Iowa Order at 6 (footnote omitted).
Here, FHFA purports to raise a purely facial challenge to the complaint in its motion to dismiss, but it never has disclaimed its insistence that the Net Worth Sweep was necessary to save Fannie and Freddie from the circular dividend practice that FHFA foisted upon them. Indeed, in opposing Plaintiffs’ Motion for Supplementation FHFA insists that “[t]he Court can— and should—consider” its assertions regarding the purpose and effect of the Net Worth Sweep “in resolving the Motion to Dismiss the breach of fiduciary duty claims.” FHFA Opposition to Plaintiffs’ Motion for Supplementation at 15, Doc. 34. But as the Iowa Court correctly concluded, those assertions contradict Plaintiffs’ factual allegations. Thus, the Court should either (a) grant Plaintiffs’ pending motion to allow Plaintiffs to take limited discovery, or (b) ignore FHFA’s attempts to justify the Net Worth Sweep and accept as true, as the Iowa Court has, Plaintiffs’ allegations “that the net worth sweep was unnecessary and improperly motivated” simply to expropriate the value of Plaintiffs’ preferred stock in Fannie and Freddie. See Iowa Order at 6.

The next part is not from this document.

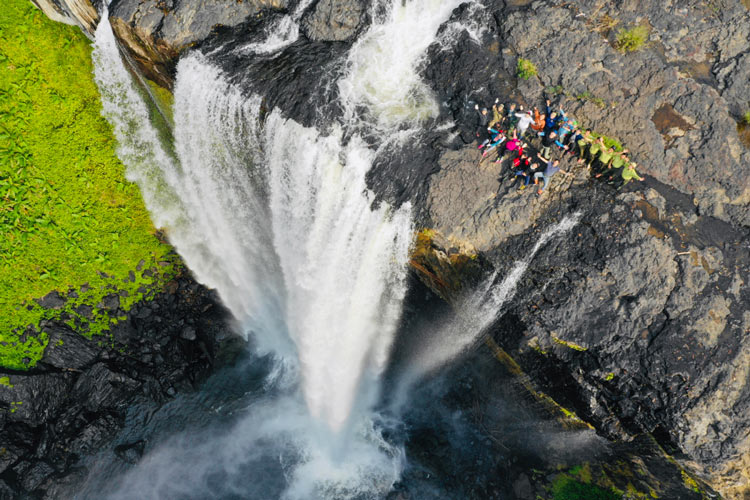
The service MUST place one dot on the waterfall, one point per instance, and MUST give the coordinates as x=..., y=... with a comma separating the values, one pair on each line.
x=380, y=69
x=278, y=219
x=477, y=311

Plaintiffs submit that the former option is preferable in light of the circumstances of this case, see Plaintiffs’ Reply in Support of Their Motion for Supplementation at 23-24, Doc. 36, but what is plainly not permissible is to allow FHFA to attempt to seek dismissal of Plaintiffs’ claims on the basis of factual assertions that contradict the central allegations of the complaint.1

Dated: September 3, 2014

Sweeney, (Fairholme case Judge) has repeatedly said Fairholme (plaintiff) “will have their day in court”.  I see no reason (should the gov’t file a similar motion in her court) why she will reverse her previous orders for discovery due to a ruling based on facts and circumstances not even present in the case before her.  Further, the ruling in Continental was issued in a District Court while Sweeney sits in the DC Court of Claims. The two courts has different procedures and jurisdictional issues that preclude a ruling in one from being automatically applicable to the other.

If anything, I see this attempt from the government pissing her off (as they already have a several occasions).

In Lambert’s court (Perry/Fairholme case), the same is true. The gov’t disputed the facts there and filed for summary judgement (link here) in which they proffered their own set of facts. These facts are in dispute and thus discovery is necessary (the two motions for summary judgement were essentially the same). Because of this, none of the reasoning offered above by the government in the Continental case apply to Lambert’s court either.  Hence, there is no reason for him to deny discovery based on the Continental decision.

Let’s also remember, the Continental case was not dismissed, additional discovery was denied because the FHFA/Treasury did not file a motion for summary judgement (like they did in Fairholme, Perry ), did not file an administrative record (as they partially did in the Fairholme case) and took “as fact” the claims Continental made (again, unlike the Fairholme, Perry cases).

As far as Ackman’s cases go, the gov’t has not even filed a response to them yet so there is no reason for any ruling on them

We will of course have to wait for the orders but I’d be very, very shocked if anything changed in these case.